Add locks, condition variables, barriers, etc. to your thread package.

Part Three: Barriers

In this assignment we will explore how to implement a barrier using condition variables provided by the pthread library. Condition variables are a sequence coordination technique similar to xv6's sleep and wakeup.

Download barrier.c and compile it on your laptop:

$ gcc -g -O2 -pthread barrier.c
$ ./a.out 2
Assertion failed: (i == t), function thread, file barrier.c, line 55.

The 2 specifies the number of threads that synchronize on the barrier ( nthread in barrier.c). Each thread sits in a tight loop. In each loop iteration a thread calls barrier() and then sleeps for some random number of microseconds. The assert triggers, because one thread leaves the barrier before the other thread has reached the barrier. The desired behavior is that all threads should block until nthreads have called barrier.

Your goal is to achieve the desired behavior. In addition to the lock primitives that you have seen before, you will need the following new pthread primitives (see man pthread for more detail):

pthread_cond_wait(&cond, &mutex);  // go to sleep on cond, releasing lock mutex
pthread_cond_broadcast(&cond);     // wake up every thread sleeping on cond

pthread_cond_wait releases the mutex when called, and re-acquires the mutex before returning.

We have given you barrier_init().
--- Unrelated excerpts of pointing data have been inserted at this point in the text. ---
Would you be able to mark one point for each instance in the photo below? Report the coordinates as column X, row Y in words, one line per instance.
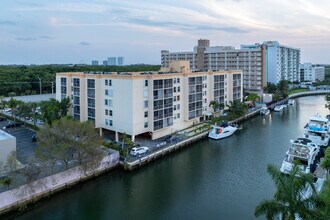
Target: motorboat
column 317, row 130
column 302, row 152
column 264, row 111
column 278, row 108
column 222, row 131
column 291, row 102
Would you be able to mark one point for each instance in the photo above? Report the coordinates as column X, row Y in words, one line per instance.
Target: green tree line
column 24, row 80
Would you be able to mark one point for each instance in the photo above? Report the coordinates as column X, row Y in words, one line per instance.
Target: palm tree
column 236, row 109
column 289, row 199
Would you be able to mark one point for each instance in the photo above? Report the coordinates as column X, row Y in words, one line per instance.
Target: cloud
column 84, row 43
column 8, row 23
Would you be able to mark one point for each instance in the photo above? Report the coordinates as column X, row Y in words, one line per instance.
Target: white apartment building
column 312, row 73
column 149, row 103
column 282, row 62
column 260, row 63
column 7, row 145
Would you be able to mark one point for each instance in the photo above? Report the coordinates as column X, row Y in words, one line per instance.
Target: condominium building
column 149, row 103
column 260, row 63
column 282, row 62
column 112, row 61
column 312, row 73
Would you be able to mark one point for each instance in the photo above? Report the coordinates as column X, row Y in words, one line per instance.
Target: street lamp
column 39, row 83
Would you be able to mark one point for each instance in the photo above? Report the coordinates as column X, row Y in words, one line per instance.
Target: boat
column 303, row 152
column 291, row 102
column 264, row 111
column 222, row 131
column 278, row 108
column 317, row 130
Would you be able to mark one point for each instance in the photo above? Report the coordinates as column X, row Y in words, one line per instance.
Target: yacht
column 317, row 130
column 222, row 131
column 264, row 111
column 303, row 152
column 291, row 102
column 278, row 108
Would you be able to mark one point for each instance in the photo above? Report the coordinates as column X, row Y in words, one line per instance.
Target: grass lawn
column 293, row 91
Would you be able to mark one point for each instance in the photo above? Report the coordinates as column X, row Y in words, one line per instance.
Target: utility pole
column 52, row 87
column 39, row 84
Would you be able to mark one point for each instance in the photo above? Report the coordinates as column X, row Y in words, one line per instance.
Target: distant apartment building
column 149, row 103
column 95, row 63
column 312, row 73
column 112, row 61
column 120, row 61
column 282, row 62
column 253, row 60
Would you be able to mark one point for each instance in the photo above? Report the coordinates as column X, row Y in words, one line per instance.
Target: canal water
column 223, row 179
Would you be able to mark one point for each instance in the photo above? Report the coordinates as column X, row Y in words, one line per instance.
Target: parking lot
column 25, row 147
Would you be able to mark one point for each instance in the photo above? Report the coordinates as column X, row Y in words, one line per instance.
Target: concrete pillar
column 116, row 136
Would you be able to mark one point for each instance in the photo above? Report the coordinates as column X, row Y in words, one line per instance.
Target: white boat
column 222, row 131
column 291, row 102
column 264, row 111
column 317, row 130
column 278, row 108
column 304, row 152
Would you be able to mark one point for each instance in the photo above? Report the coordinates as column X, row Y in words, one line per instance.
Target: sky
column 78, row 31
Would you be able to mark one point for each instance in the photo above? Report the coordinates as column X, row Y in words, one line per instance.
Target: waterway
column 223, row 179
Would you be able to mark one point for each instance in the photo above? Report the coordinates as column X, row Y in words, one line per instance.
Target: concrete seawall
column 14, row 199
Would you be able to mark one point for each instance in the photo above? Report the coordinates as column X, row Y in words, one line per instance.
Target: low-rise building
column 150, row 103
column 312, row 73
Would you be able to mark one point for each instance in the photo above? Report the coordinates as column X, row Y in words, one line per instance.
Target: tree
column 69, row 140
column 327, row 99
column 289, row 199
column 12, row 162
column 236, row 109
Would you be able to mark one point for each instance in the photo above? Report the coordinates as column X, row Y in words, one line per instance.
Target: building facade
column 154, row 103
column 282, row 62
column 312, row 73
column 260, row 63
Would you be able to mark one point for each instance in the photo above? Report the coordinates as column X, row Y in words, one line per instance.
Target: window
column 111, row 93
column 145, row 93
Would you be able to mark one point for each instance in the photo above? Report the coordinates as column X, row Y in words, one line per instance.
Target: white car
column 139, row 150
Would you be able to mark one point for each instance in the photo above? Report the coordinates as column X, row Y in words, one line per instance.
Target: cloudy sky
column 78, row 31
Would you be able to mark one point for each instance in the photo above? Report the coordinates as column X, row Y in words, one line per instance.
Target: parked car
column 139, row 150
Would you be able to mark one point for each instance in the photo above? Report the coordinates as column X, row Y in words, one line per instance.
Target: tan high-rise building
column 153, row 103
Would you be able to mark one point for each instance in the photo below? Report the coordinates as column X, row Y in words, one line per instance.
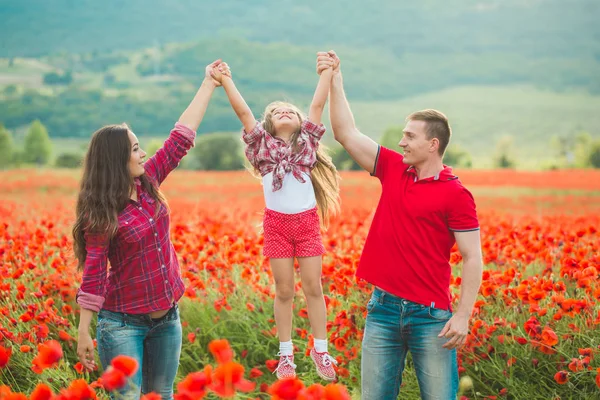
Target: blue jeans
column 154, row 343
column 394, row 327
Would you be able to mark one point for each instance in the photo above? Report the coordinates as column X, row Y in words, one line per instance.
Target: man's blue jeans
column 394, row 327
column 154, row 343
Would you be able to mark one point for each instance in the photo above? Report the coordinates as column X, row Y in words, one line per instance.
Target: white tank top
column 294, row 196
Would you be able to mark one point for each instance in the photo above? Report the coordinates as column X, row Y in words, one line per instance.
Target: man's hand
column 455, row 330
column 324, row 62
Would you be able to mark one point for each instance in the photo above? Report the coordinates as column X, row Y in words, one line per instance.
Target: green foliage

Your job is to implement barrier() so that the panic won't occur. We've defined struct barrier for you; its fields are for your use.
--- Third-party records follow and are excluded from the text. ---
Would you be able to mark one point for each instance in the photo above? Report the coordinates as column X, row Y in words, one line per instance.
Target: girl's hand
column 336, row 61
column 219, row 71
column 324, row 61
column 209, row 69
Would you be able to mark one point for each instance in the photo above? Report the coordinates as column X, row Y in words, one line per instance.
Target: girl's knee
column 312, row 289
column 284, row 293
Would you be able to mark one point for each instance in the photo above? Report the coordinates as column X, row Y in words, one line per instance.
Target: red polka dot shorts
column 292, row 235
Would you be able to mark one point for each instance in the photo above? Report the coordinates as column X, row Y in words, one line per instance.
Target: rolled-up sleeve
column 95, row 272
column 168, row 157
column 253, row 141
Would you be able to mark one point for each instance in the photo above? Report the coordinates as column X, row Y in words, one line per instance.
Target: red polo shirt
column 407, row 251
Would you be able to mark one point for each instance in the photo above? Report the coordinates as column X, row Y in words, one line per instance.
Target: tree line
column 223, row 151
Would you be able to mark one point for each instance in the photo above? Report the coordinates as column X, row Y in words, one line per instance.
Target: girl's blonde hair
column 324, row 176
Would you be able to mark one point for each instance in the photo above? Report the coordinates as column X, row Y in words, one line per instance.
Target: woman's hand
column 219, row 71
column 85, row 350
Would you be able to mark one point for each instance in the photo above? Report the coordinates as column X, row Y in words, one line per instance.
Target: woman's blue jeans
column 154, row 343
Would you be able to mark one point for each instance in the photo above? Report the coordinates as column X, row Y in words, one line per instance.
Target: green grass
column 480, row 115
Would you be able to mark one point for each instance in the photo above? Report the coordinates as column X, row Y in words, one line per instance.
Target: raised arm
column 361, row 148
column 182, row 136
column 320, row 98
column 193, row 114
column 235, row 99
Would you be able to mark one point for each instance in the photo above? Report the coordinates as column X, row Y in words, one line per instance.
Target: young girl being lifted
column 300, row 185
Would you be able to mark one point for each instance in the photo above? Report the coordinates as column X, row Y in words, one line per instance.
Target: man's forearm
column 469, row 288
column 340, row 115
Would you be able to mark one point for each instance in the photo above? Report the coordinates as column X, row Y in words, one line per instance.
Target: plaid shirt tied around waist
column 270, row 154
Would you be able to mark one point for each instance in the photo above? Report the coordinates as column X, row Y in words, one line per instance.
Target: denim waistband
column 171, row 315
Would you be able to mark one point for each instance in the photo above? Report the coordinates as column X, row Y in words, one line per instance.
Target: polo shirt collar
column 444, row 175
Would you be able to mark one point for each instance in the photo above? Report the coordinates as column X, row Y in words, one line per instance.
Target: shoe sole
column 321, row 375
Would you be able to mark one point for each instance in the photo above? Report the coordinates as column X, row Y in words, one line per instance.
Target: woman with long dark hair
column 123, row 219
There are two issues that complicate your task:

You have to deal with a succession of barrier calls, each of which we'll call a round. bstate.round records the current round. You should increase bstate.round when each round starts.
You have to handle the case in which one thread races around the loop before the others have exited the barrier. In particular, you are re-using bstate.nthread from one round to the next. Make sure that a thread that leaves the barrier and races around the loop doesn't increase bstate.nthread while a previous round is still using it.

Test your code with one, two, and more than two threads.

Turn in: your modified barrier.c